Não há cura para a SA, mas a consciência da condição é importante, tanto para o seu portador quanto para as pessoas que o circundam, pois permite um entendimento mais adequado do que acontece e o recurso a estratégias de tratamento eficazes. A síndrome é facilmente diagnosticável em crianças, mas torna-se difícil de ser diagnosticada no adulto, que aprende a mascarar os sintomas. O adulto pode inclusive aprender a mimetizar o comportamento social da mesma forma que um artista representando em um teatro. Mas com a diferença que isso lhe causa um grande esforço e não lhe traz como retorno o prazer afetivo das trocas sociais naturais.
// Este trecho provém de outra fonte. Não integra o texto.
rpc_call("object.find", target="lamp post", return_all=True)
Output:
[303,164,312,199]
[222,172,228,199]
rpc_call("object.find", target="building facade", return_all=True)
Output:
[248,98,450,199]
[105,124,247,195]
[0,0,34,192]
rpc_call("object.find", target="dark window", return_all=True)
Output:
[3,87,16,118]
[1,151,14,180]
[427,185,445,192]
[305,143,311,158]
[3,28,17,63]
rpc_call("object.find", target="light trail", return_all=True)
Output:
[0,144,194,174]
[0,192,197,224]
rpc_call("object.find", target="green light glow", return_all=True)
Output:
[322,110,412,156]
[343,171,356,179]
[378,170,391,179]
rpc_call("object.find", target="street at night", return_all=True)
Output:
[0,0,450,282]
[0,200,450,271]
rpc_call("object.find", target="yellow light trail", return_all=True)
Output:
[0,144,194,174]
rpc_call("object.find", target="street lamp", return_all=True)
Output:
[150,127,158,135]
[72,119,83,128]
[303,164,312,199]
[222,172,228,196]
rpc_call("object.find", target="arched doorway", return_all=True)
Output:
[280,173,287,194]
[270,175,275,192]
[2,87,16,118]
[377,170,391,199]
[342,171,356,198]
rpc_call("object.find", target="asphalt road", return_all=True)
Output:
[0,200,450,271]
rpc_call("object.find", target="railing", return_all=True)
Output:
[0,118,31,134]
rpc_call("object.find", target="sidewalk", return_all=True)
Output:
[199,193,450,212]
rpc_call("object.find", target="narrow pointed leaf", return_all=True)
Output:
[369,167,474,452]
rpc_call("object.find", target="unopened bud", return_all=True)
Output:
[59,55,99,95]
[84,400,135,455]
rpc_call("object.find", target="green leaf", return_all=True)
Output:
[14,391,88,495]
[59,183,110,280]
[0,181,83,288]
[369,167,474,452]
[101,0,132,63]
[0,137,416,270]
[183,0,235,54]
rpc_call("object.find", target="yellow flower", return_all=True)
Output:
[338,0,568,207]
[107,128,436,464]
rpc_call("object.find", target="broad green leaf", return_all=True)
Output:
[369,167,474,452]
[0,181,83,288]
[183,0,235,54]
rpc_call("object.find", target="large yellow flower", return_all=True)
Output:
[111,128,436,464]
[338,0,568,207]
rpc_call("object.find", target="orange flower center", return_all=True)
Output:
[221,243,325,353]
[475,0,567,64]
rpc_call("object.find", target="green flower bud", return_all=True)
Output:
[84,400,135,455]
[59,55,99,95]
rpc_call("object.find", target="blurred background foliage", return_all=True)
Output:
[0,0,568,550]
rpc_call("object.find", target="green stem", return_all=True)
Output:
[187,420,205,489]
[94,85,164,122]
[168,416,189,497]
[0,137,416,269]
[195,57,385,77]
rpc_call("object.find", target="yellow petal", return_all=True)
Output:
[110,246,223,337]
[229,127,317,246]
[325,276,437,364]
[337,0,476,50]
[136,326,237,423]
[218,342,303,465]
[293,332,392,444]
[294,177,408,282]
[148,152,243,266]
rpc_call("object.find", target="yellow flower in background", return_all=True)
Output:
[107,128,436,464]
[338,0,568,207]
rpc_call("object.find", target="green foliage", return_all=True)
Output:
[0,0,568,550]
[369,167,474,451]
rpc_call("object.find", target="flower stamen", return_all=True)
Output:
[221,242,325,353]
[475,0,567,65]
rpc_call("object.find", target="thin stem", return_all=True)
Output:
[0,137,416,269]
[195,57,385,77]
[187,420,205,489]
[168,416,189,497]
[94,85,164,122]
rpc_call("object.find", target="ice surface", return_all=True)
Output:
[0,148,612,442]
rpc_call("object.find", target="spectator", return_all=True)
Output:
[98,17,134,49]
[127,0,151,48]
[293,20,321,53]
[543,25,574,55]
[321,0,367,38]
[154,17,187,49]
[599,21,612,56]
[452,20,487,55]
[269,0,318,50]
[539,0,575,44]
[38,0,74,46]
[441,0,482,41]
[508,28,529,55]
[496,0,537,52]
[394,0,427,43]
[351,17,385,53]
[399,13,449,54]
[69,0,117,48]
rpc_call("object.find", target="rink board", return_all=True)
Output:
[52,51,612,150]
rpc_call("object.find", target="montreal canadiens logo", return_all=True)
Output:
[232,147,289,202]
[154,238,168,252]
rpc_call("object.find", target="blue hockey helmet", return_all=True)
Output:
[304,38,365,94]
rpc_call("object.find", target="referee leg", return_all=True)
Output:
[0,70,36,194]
Como foi enfatizado é possível que portadores de SA se tornem pessoas úteis para a sociedade. Biólogos notaram que se as combinações de genes que produzem a SA e que podem produzir graus mais profundos de autismo trouxessem apenas resultados ruins, a seleção natural teria feito com que tais combinações fossem bloqueadas e desaparecessem. Elas só são possíveis porque se demonstraram evolucionariamente úteis à sobrevivência da espécie, posto que uma sociedade precisa de neurodiversidade para que cada indivíduo possa combinar as suas habilidades próprias com as dos demais, de modo produzir resultados melhores para todos. Por isso, antes de rotular a SA como uma anormalidade, podemos nos perguntar se não seria melhor considerá-la uma das muitas formas da natureza humana.
(1) Uma síndrome é um conjunto mais ou menos definido de sinais e sintomas; um caso típico é a insuficiência cardíaca. É importante notar que os sinais e sintomas costumam vir causalmente ligados uns aos outros, o que explica porque eles costumam aparecer em conjunto.
BIBLIOGRAFIA SELECIONADA:
Asperger, H.: “Die autistischen Psychopaten”, Kindesalten Archiv für Psychiatrie und Nervenkrankheiten, 1944, 117, 76-136.
Atwood, T.: Asperger’s Syndrome: A Guide for Parents and Professionals (London: Jessica Kingsley Publisher 1998).
Baron-Cohen, S.: Mind Blindness: An Essay on Autism and Theory of Mind (Massachussets: MIT Press 1995).
Gillberg, C.: A Guide to Asperger Syndrome (Cambridge: Cambridge University Press 2002).
Wing, L.: “Asperger Syndrome: A Clinical Account”, Psychological Medicine 11, 1981, 115-130.